Ion Pairing and Salt Structure in Organic Salts through Diffusion, Overhauser, DFT and X‐ray Methods

Pulsed gradient spin‐echo (PGSE) diffusion characteristics for a) the new [brucinium][X] salts 6 a – f [ a : X=BF 4 − ; b : X=PF 6 − ; c : X=MeSO 3 − , d : X=CF 3 SO 3 − ; e : X=BArF − ; f : X=PtCl 3 (C 2 H 4 ) − ], b) 4‐ tert ‐butyl‐ N ‐benzyl analogue, 7 and c) the aryl carbocations ( p ‐R‐C 6 H 4 ) 2 CH 9 a (R=CH 3 O) and 9 b (R=(CH 3 ) 2 N), ( p ‐CH 3 O‐C 6 H 4 ) x CPh 3− x + 10 a – c ( x =1–3, respectively) and ( p ‐R‐C 6 H 4 ) 3 C + 11 (R=(CH 3 ) 2 N) and 12 (R=H) all in several different solvents, are reported.
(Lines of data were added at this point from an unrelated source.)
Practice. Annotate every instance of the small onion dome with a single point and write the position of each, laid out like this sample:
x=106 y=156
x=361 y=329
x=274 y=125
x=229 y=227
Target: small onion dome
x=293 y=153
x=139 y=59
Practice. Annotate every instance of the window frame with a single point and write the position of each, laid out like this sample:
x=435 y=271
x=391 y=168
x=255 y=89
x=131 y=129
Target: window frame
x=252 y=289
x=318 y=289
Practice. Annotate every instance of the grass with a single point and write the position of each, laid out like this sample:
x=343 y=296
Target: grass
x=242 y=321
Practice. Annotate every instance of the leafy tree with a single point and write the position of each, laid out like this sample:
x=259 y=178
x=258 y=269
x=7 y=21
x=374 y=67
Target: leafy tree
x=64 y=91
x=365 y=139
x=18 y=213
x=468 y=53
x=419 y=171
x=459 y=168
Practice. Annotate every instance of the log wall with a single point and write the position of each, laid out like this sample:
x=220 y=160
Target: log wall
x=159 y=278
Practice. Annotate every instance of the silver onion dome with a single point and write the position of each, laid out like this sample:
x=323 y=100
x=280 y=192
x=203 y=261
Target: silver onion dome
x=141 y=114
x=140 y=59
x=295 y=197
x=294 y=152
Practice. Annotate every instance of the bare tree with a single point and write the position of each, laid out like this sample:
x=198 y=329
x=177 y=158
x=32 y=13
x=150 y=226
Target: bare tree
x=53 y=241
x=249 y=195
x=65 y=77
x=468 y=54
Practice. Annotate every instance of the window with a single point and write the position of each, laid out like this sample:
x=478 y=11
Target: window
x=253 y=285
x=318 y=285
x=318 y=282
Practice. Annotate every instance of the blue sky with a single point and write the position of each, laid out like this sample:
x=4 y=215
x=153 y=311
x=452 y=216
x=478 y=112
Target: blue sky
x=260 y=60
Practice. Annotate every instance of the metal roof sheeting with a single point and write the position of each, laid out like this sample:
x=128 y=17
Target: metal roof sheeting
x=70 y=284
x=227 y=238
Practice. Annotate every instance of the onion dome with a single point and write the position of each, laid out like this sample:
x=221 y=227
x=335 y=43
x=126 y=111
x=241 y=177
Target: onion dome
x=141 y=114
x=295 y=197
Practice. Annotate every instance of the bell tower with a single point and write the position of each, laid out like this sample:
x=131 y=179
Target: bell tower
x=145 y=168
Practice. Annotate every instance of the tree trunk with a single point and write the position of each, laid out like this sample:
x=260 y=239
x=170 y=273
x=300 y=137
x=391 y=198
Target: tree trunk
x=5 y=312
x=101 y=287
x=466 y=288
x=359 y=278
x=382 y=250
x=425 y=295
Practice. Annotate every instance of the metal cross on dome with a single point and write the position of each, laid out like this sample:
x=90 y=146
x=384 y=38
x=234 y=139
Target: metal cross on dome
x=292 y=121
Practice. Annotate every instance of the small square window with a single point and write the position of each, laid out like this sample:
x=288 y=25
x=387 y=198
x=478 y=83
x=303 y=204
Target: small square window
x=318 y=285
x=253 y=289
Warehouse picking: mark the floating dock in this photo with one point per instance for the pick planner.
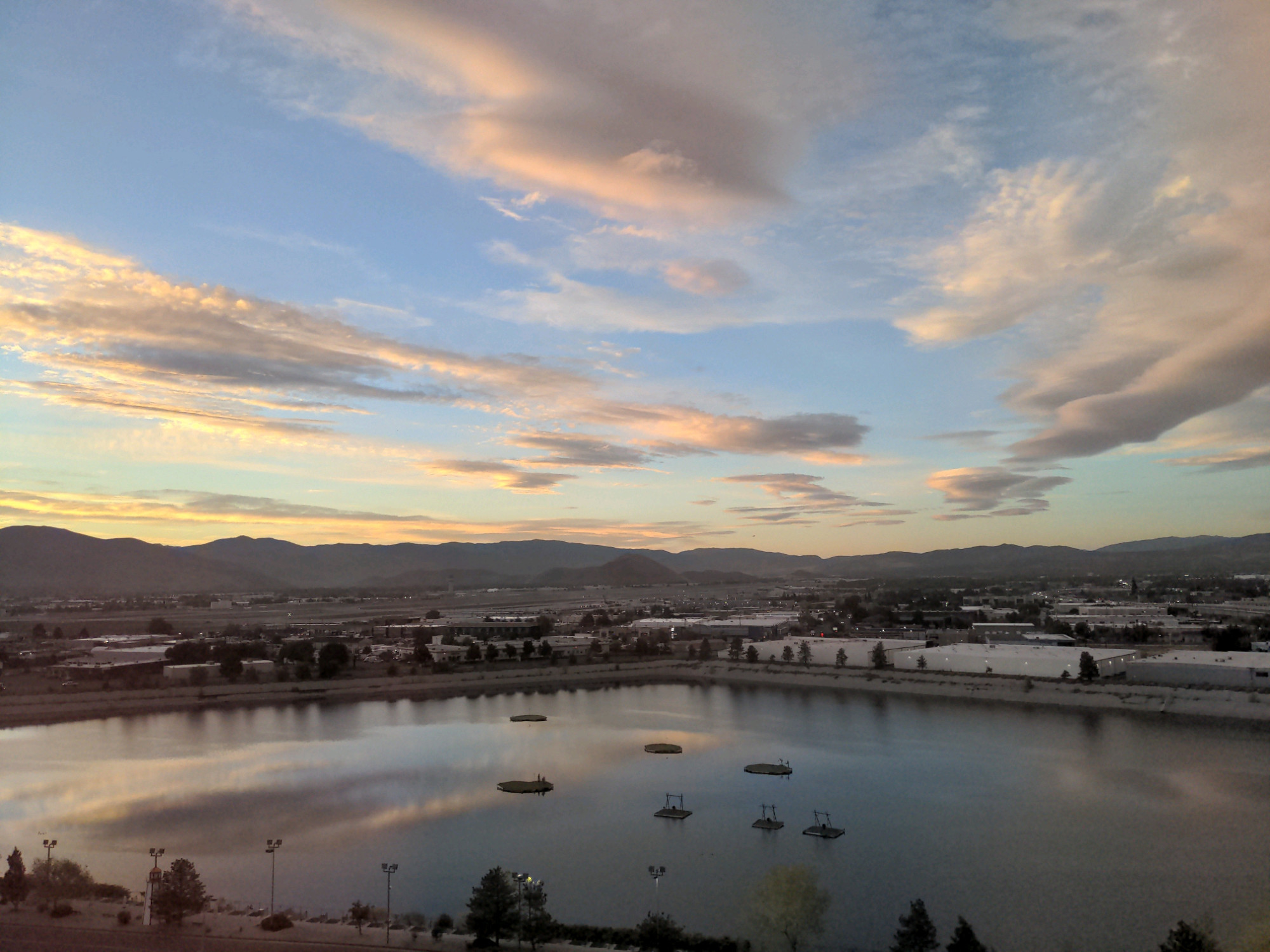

The solvent dependence suggests strong ion pairing in CDCl 3 , intermediate ion pairing in CD 2 Cl 2 and little ion pairing in [D 6 ]acetone. 1 H, 19 F HOESY NMR spectra (HOESY: heteronuclear Overhauser effect spectroscopy) for 6 and 7 reveal a specific approach of the anion with respect to the brucinium cation plus subtle changes, which are related to the anion itself. Further, for carbocations 9 – 12 , (all as BF 4 − salts) based on the NOE results, one finds marked changes in the relative positions of the BF 4 − anion. In these aryl cationic species the anion can be located either a) very close to the carbonium ion carbon b) in an intermediate position or c) proximate to the N or O atom of the p ‐substituent and remote from the formally positive C atom. This represents the first example of such a positional dependence of an anion on the structure of the carbocation. DFT calculations support the experimental HOESY results. The solid‐state structures for 6 c and the novel Zeise's salt derivative, [brucinium][PtCl 3 (C 2 H 4 )], 6 f , are reported. Analysis of 195 Pt NMR and other NMR measurements suggest that the η 2 ‐C 2 H 4 bonding to the platinum centre in 6 f is very similar to that found in K[PtCl 3 (C 2 H 4 )]. Field dependent T 1 measurements on [brucinium][PtCl 3 (C 2 H 4 )] and K[PtCl 3 (C 2 H 4 )], are reported and suggested to be useful in recognizing aggregation effects.